The costume designer has made a name for herself working on productions including The Sopranos and The Handmaid’s Tale. She discusses her unconventional route into the industry, and why costume designers can no longer be dismissed as ‘the shirt girl’

Born in South Dakota and raised in Kentucky to immigrant parents during the 70s, Ane Crabtree couldn’t have been much further from the film and TV industry’s Hollywood heartland. The designer originally studied fine art at Harlaxton College in Lincolnshire, UK, before moving back to the US to go to The Fashion Institute of Technology in New York, and ended up working as a stylist for everyone from rappers and musicians to fashion magazines such as Elle during the late 80s.

“I went to New York in search of fashion, but then it gets old because your influences begin to change your point of view,” she says. “I would start to find such inspiration from regular people on the street. It’s what I get excited about the most because it has its roots integrity.”

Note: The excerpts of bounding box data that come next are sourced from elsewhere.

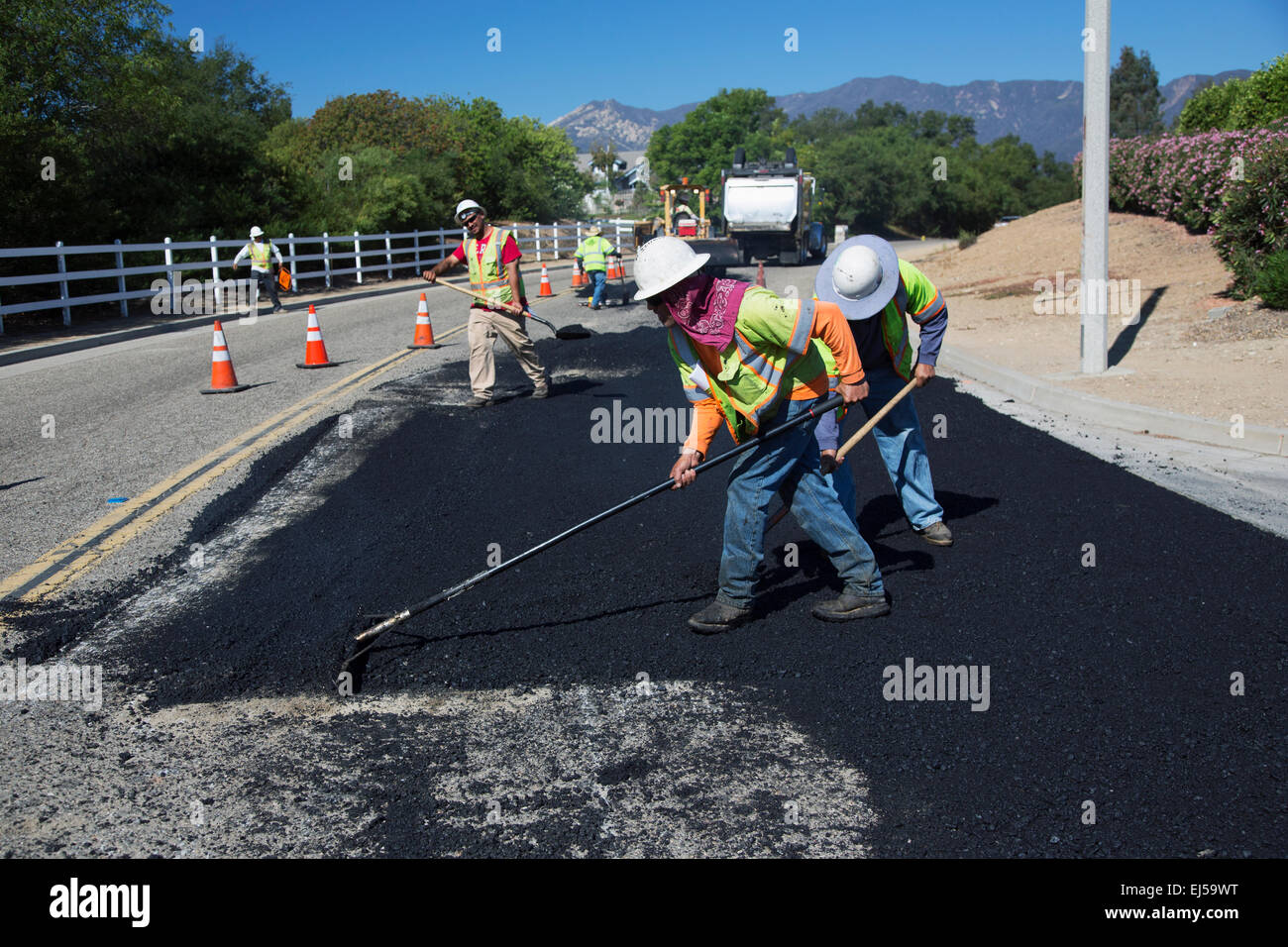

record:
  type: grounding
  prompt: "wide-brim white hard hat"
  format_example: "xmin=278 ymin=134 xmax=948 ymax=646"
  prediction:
xmin=814 ymin=233 xmax=899 ymax=322
xmin=635 ymin=236 xmax=711 ymax=300
xmin=456 ymin=201 xmax=483 ymax=220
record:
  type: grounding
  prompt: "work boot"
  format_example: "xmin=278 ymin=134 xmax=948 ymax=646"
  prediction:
xmin=690 ymin=599 xmax=751 ymax=635
xmin=812 ymin=588 xmax=890 ymax=621
xmin=913 ymin=519 xmax=953 ymax=546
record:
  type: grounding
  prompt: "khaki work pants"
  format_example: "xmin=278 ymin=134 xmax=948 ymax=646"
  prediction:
xmin=465 ymin=309 xmax=548 ymax=398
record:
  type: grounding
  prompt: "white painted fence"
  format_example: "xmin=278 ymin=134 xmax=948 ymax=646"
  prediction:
xmin=0 ymin=218 xmax=635 ymax=334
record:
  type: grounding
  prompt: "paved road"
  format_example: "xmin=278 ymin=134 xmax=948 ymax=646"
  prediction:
xmin=5 ymin=259 xmax=1288 ymax=857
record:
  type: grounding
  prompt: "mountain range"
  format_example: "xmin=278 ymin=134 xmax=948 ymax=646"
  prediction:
xmin=550 ymin=69 xmax=1250 ymax=161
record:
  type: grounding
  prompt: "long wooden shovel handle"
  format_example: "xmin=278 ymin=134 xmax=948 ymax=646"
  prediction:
xmin=836 ymin=378 xmax=917 ymax=464
xmin=434 ymin=279 xmax=523 ymax=316
xmin=765 ymin=378 xmax=917 ymax=541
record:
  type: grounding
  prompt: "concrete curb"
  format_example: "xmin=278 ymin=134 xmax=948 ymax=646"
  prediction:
xmin=939 ymin=346 xmax=1288 ymax=458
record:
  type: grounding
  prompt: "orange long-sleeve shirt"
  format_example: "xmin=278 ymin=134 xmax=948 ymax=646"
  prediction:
xmin=684 ymin=303 xmax=864 ymax=456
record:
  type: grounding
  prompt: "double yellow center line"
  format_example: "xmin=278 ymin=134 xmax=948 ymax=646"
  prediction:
xmin=0 ymin=325 xmax=465 ymax=601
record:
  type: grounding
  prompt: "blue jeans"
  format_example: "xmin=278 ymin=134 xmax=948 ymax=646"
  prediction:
xmin=827 ymin=365 xmax=944 ymax=530
xmin=587 ymin=269 xmax=608 ymax=305
xmin=716 ymin=401 xmax=885 ymax=607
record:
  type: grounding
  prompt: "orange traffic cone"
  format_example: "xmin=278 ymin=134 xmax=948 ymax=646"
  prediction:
xmin=407 ymin=292 xmax=439 ymax=349
xmin=201 ymin=320 xmax=250 ymax=394
xmin=295 ymin=304 xmax=339 ymax=368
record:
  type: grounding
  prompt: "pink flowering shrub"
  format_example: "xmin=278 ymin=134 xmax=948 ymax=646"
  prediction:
xmin=1074 ymin=123 xmax=1288 ymax=294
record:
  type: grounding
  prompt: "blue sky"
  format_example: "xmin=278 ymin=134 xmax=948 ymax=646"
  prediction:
xmin=168 ymin=0 xmax=1288 ymax=121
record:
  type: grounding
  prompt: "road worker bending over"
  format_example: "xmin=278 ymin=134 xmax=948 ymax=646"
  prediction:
xmin=814 ymin=235 xmax=953 ymax=546
xmin=233 ymin=227 xmax=286 ymax=312
xmin=635 ymin=236 xmax=890 ymax=633
xmin=421 ymin=200 xmax=550 ymax=407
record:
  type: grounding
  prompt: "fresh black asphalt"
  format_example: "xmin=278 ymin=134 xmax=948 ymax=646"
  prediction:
xmin=5 ymin=320 xmax=1288 ymax=857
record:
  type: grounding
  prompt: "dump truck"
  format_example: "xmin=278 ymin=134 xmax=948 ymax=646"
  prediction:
xmin=635 ymin=177 xmax=742 ymax=275
xmin=720 ymin=149 xmax=827 ymax=265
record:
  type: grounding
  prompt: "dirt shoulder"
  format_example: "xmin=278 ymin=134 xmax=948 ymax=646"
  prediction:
xmin=918 ymin=201 xmax=1288 ymax=428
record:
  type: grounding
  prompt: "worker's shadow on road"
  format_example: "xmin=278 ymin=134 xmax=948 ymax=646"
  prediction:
xmin=1108 ymin=286 xmax=1167 ymax=368
xmin=348 ymin=592 xmax=715 ymax=686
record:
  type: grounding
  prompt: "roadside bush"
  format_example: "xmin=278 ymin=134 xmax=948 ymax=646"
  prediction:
xmin=1252 ymin=250 xmax=1288 ymax=309
xmin=1074 ymin=123 xmax=1288 ymax=297
xmin=1212 ymin=133 xmax=1288 ymax=295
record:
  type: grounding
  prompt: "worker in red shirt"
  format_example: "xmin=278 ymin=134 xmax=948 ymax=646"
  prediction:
xmin=422 ymin=200 xmax=550 ymax=407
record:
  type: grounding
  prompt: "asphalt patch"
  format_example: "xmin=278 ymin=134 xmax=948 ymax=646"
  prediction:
xmin=12 ymin=330 xmax=1288 ymax=857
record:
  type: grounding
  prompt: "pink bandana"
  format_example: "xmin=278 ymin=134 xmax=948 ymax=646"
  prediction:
xmin=666 ymin=273 xmax=751 ymax=352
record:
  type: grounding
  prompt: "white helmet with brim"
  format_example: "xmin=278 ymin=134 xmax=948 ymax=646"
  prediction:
xmin=635 ymin=236 xmax=711 ymax=299
xmin=814 ymin=233 xmax=899 ymax=322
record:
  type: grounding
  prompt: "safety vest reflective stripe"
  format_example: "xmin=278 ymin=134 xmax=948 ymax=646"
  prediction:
xmin=881 ymin=274 xmax=912 ymax=380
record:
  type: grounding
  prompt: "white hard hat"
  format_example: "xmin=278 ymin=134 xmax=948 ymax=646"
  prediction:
xmin=814 ymin=233 xmax=899 ymax=321
xmin=456 ymin=201 xmax=483 ymax=220
xmin=832 ymin=246 xmax=881 ymax=301
xmin=635 ymin=236 xmax=711 ymax=299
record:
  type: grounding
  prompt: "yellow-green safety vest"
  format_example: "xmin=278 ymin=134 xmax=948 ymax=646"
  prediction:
xmin=577 ymin=237 xmax=615 ymax=273
xmin=248 ymin=240 xmax=273 ymax=269
xmin=667 ymin=286 xmax=825 ymax=443
xmin=465 ymin=227 xmax=528 ymax=305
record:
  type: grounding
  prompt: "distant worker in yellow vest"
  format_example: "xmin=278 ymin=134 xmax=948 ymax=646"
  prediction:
xmin=422 ymin=201 xmax=550 ymax=407
xmin=233 ymin=227 xmax=284 ymax=312
xmin=635 ymin=236 xmax=890 ymax=634
xmin=574 ymin=227 xmax=622 ymax=309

Crabtree worked on the costume design for season one of the sci-fi western hybrid TV show Westworld

Today, sidestepping the world of fashion into costumes wouldn’t seem all that surprising, but at the time, Crabtree says, it was almost unheard of. “It’s been a long road. I look at things now and realise that because of social media the world has really become more accepting and creatively homogenised for folks whose backgrounds are in art, fashion and music. It’s so normal now to be doing all those things, but when I first started [pursuing costume design] people thought I was insane.”

Luckily for Crabtree, her persistence paid off. After getting a few gigs designing costumes for Asian films (which she largely puts down to the fact that she is half Okinawan), her first big break was the pilot for The Sopranos, David Chase’s hit show partly inspired by a real-life New Jersey mafia family that he had grown up around.